PHOTO EDOUARD PLANTE-FRÉCHETTE, ARCHIVES LA PRESSE

Le chef de Québec solidaire, Gabriel Nadeau-Dubois

Malgré quelques discordances autour de la laïcité et de la défense de la langue, même si le véhicule a de la difficulté à prendre autant de vitesse qu’ils le souhaitent, il fonctionne. Cela dit, il n’est pas à l’abri d’un décrochage de wagons, car bientôt les solidaires auront à composer avec une réalité des plus explosives pour leurs troupes. Avec l’indépendantisme décomplexé de Paul St-Pierre Plamondon (PSPP), Gabriel Nadeau-Dubois sera appelé inéluctablement à se prononcer plus clairement sur le sujet. Même si QS dit vouloir faire l’indépendance pour un projet bien plus important que les seuls enjeux identitaires, il sera obligé de choisir son camp lorsque ce dossier s’implantera durablement dans la prochaine campagne électorale.

Ce terrain miné arrive à grands pas pour GND. En effet, une grande partie des urbains de gauche qui votent pour QS ne veulent pas entendre parler d’indépendance, de laïcité, de langue ou d’identité.

Sur tous ces dossiers, GND sera obligé de clarifier ses positions pour ne pas voir sa clientèle fédéraliste et multiculturaliste se rabattre sur le Parti libéral du Québec (PLQ), où Denis Coderre se positionne déjà comme le protecteur du Canada contre un éventuel projet référendaire de PSPP.

Parfois, j’ai l’impression que l’option indépendantiste du programme de QS est comparable à un acrochordon pour bien des membres de ce parti. D’ailleurs, leurs candidats qui se présentent à Montréal savent qu’il faut absolument le cacher aux électeurs qu’ils essayent de séduire. Désormais, quand on veut se faire élire dans l’île de Montréal, la règle est de plus en plus claire pour tout le monde : il ne faut jamais parler d’identité, de langue ou de souveraineté.

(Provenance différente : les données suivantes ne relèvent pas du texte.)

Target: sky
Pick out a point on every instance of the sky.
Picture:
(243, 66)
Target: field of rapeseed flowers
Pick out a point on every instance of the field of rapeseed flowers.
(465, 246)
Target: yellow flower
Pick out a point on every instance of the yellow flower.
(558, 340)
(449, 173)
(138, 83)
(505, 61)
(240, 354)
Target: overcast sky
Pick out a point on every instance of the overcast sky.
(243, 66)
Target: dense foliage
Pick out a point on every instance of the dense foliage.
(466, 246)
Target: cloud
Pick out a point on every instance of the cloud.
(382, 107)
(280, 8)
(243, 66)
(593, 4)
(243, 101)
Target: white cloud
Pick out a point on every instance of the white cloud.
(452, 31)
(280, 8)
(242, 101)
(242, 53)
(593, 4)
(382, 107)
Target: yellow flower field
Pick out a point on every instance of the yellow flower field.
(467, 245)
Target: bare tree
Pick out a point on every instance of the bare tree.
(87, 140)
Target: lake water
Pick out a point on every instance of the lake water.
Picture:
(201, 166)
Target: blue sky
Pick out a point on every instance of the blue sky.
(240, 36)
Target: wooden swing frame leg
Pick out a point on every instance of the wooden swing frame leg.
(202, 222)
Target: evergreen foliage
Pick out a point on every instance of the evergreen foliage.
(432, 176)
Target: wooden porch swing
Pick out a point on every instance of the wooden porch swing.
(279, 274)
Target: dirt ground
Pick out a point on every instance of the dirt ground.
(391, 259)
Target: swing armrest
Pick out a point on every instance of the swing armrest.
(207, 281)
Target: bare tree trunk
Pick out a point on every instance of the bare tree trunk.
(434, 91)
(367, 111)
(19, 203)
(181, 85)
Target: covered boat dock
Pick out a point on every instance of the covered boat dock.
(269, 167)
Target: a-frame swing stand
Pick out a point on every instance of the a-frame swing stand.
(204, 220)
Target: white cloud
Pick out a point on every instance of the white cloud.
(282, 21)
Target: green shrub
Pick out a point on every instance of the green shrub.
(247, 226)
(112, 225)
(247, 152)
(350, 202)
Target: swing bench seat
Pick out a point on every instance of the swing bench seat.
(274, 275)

Alors, puisque GND dit vouloir faire de QS un parti plus pragmatique et de gouvernement, je me demande s’il ne serait pas plus simple pour la formation d’arracher l’acrochordon de leur programme politique. Ça fera mal sur le coup, mais un tel virage lui permettrait de séduire plus large chez les allophones et les anglophones traditionnellement acquis au PLQ.

D’ailleurs, si aux prochaines élections les péquistes rentraient minoritaires, que ferait GND s’il détenait la balance du pouvoir ? Comment le souverainiste en lui composerait-il avec les désirs référendaires de PSPP ?

Au Québec, la gauche, la droite, le nationalisme et le fédéralisme peuvent trouver des espaces de raccommodement dans la même formation politique. Mais s’il n’y a pas de fédéralistes au PQ ni de souverainistes au PLQ, c’est justement parce que ces deux wagons sont impossibles à attacher derrière la même locomotive. Si la tendance se maintient, la prochaine campagne électorale risque de nous en faire une convaincante démonstration. Elle risque de nous montrer que Gabriel Nadeau-Dubois est aussi mal à l’aise de parler de souveraineté que François Legault de se présenter comme le vrai « Capitaine Canada ».